Les autorités malaisiennes ont déclaré que nombre de ses partisans étaient armés, alors que M. Kiram persiste à dire qu'ils sont venus sans armes.

Le sultanat islamique du Sud des Philippines contrôlait autrefois certaines parties de Bornéo, dont le site revendiqué, et ses héritiers reçoivent une indemnisation annuelle de la part de la Malaisie en vertu d'un accord de longue date.

M. Kiram a expliqué qu'il avait été contraint d'envoyer le groupe à Sabah parce que le sultanat avait été exclu du cadre de l'accord signé en octobre entre Manille et les rebelles musulmans des Philippines.
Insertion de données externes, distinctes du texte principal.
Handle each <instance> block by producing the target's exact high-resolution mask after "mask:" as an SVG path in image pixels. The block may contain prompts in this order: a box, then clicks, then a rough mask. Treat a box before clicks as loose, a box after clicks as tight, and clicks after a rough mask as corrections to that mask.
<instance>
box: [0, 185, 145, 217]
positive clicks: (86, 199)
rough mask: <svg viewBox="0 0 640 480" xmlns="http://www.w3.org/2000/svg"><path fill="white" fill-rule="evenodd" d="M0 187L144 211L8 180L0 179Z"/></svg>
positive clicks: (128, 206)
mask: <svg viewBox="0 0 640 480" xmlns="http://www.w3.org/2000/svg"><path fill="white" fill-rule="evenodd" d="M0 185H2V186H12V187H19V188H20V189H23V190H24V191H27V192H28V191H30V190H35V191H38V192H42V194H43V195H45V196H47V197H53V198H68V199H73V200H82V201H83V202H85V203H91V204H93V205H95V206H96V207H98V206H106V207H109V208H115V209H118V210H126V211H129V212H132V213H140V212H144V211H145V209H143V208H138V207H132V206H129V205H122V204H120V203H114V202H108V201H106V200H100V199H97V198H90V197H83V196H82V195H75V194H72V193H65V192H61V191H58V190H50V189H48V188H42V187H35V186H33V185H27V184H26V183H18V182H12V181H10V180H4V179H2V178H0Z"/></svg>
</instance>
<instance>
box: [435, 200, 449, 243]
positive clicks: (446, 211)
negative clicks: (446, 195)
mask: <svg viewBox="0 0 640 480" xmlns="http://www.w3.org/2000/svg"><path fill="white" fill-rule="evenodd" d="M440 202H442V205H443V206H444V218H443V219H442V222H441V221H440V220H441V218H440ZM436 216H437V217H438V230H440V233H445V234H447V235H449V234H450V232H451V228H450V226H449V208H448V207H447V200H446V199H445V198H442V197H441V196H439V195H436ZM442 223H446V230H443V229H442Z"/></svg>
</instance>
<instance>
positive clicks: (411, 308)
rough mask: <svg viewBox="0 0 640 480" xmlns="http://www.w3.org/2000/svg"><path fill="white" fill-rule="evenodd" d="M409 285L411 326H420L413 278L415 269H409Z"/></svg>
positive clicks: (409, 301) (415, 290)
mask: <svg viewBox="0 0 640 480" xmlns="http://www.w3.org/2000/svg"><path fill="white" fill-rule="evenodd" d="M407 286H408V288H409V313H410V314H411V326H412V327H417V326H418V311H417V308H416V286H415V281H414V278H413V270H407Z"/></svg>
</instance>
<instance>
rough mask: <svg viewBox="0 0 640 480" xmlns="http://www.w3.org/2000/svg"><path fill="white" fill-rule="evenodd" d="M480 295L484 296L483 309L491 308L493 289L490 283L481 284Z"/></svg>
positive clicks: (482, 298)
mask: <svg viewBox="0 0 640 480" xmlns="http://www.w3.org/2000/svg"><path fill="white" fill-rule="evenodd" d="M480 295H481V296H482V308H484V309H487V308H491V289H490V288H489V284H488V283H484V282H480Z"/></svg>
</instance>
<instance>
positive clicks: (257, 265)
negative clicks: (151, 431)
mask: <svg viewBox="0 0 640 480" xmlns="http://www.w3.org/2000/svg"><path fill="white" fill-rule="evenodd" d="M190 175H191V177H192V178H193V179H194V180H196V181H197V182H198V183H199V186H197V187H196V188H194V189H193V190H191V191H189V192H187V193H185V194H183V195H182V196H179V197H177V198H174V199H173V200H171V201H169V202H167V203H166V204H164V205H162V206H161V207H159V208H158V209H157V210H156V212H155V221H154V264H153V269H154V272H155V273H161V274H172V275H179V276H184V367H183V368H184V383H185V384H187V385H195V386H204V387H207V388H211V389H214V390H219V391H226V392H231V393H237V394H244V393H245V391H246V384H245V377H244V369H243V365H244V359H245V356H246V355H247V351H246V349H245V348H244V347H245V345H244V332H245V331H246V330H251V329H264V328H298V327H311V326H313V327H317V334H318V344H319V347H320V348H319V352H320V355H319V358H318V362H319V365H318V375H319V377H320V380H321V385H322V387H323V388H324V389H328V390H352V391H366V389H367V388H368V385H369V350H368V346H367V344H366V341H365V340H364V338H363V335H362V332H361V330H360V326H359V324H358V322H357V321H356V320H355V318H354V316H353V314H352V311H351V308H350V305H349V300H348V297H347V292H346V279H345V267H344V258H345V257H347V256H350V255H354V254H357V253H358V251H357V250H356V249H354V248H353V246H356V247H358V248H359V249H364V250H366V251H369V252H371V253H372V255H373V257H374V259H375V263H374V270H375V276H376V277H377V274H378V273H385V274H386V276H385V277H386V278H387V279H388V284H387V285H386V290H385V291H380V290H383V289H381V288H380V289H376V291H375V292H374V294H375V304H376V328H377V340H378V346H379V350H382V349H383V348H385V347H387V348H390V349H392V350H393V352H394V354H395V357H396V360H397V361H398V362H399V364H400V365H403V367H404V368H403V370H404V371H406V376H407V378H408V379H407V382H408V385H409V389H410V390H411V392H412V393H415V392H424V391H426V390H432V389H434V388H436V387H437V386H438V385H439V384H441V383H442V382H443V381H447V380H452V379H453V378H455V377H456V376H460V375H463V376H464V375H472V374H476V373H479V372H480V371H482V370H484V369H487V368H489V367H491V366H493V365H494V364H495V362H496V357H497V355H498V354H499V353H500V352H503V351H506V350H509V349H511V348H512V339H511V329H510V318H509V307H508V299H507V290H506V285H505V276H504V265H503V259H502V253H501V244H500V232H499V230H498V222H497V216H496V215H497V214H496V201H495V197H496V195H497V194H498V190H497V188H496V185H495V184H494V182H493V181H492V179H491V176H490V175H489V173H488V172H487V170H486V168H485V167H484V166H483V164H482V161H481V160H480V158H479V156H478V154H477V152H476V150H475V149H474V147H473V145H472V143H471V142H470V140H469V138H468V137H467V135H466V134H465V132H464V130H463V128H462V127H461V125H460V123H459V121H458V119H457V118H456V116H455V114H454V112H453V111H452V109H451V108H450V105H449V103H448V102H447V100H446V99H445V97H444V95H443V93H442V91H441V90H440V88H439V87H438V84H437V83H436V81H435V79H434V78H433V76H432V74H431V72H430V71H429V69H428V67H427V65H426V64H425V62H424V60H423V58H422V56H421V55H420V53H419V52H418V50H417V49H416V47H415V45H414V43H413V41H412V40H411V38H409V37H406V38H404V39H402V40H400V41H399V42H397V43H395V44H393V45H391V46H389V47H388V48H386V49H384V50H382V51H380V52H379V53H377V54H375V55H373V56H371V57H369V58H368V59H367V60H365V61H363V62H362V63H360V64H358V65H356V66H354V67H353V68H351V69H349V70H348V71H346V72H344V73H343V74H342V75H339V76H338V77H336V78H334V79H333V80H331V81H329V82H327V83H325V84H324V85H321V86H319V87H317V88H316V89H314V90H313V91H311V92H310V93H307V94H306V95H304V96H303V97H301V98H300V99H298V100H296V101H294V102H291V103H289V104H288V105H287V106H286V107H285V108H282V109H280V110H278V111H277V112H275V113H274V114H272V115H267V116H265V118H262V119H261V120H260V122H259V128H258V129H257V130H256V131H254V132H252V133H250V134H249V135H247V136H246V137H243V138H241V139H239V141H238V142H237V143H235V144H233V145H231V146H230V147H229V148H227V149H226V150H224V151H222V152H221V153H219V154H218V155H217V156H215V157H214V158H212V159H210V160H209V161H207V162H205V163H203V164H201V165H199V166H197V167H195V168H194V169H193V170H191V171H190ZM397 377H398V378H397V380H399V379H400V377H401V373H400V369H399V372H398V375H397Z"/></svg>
Cet accord ouvre la voie à l'autonomie de la région du Sud des Philippines, où vit la minorité musulmane de ce pays à majorité chrétienne.

Le porte-parole du sultan, Abraham Idjirani, a confirmé que les partisans du sultan ne recourraient pas à la violence mais résisteraient si on les provoquait.

"Nous admettons que la Malaisie a les moyens d'agir. Nous n'avons pas les armes, mais nous détenons la vérité historique", a-t-il souligné, ajoutant que "la destinée (du groupe de partisans) était d'obtenir la reconnaissance à laquelle il a droit... ou il mourra en défendant ses droits ancestraux".

M. Idjirani a indiqué que des collaborateurs du président philippin Benigno Aquino étaient en contact avec le sultan et étaient prêts à adresser une lettre au gouvernement malaisien en son nom afin d'ouvrir des négociations.